Over the last 12 years, the number of Drukpa nuns has grown from 30 to 500, largely due to the progressive attitudes of the 53-year-old Gyalwang Drukpa, head of the Drukpa Order, who was inspired by his mother to become an advocate for gender equality.

The Gyalwang Drukpa also participates in the bicycle journeys, riding with the nuns as they pedal through treacherous terrain and hostile weather and camp out in the open.


“Most of the people, when they see us on our bikes, think we are boys,” said 18-year-old nun Jigme Wangchuk Lhamo. “Then they get shocked when we stop and tell them that not only are we girls, but we are also Buddhist nuns. I think this helps change their attitudes about women and maybe value them as equals.”

South Asia is also among the regions of the world where human trafficking is growing.

Gangs dupe impoverished villagers into bonded labour or rent them to work as slaves in urban homes, restaurants, shops and hotels. Many girls and women are sold into brothels.

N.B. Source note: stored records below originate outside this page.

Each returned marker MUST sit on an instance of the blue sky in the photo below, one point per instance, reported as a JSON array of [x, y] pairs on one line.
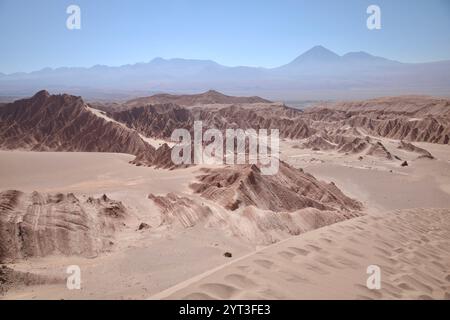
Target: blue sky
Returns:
[[264, 33]]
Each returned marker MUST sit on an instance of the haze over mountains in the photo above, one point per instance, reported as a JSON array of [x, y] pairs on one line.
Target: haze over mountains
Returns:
[[316, 74]]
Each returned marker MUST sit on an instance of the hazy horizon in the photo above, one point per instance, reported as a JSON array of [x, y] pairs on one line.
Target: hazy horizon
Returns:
[[230, 33]]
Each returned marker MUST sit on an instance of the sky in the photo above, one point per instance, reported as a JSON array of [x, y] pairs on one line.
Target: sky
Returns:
[[266, 33]]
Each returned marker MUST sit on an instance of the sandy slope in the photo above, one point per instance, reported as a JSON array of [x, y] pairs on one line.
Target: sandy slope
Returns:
[[412, 248]]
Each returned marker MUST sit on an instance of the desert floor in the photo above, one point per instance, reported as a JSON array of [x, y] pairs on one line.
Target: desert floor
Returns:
[[411, 246]]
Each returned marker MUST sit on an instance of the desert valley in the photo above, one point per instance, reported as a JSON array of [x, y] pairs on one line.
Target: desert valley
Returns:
[[92, 184]]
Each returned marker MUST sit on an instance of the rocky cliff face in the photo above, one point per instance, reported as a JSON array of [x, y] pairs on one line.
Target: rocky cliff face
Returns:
[[290, 189], [418, 118], [63, 123], [37, 225]]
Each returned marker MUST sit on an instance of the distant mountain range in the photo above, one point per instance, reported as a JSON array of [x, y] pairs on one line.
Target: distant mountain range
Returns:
[[316, 74]]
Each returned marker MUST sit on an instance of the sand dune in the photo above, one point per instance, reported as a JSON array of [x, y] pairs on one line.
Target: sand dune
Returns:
[[38, 225], [412, 248]]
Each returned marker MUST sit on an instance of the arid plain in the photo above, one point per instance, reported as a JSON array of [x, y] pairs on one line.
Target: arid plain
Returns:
[[360, 183]]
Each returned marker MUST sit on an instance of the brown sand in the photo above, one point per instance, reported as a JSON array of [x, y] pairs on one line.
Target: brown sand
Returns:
[[412, 248]]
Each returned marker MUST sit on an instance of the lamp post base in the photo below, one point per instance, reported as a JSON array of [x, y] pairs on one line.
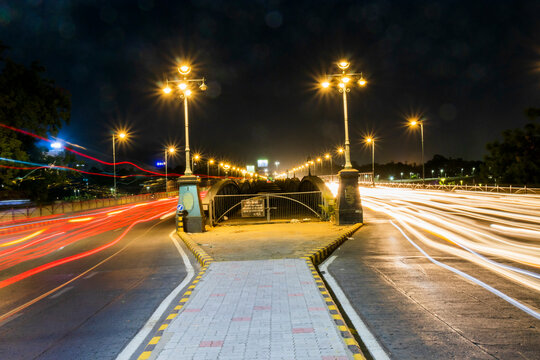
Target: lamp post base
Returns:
[[348, 204], [189, 201]]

Extreme natural events leave the poor even more vulnerable. The two earthquakes that struck Nepal in April and May 2015, killing almost 9,000 people, left hundreds of thousands of families homeless with no income. More than 40,000 children lost their parents, suffered injuries and ere forced to live precariously. The result was increased trafficking of children and women being trafficked. The earthquakes, say the Drukpa nuns, were a turning point.

“People think that because we are nuns, we are supposed to stay in the temples and pray all the time. But praying is not enough,” said Jigme Konchok Lhamo. “His Holiness teaches us that we have go out and act on the words that we pray. After all, actions speak louder than words,” she said.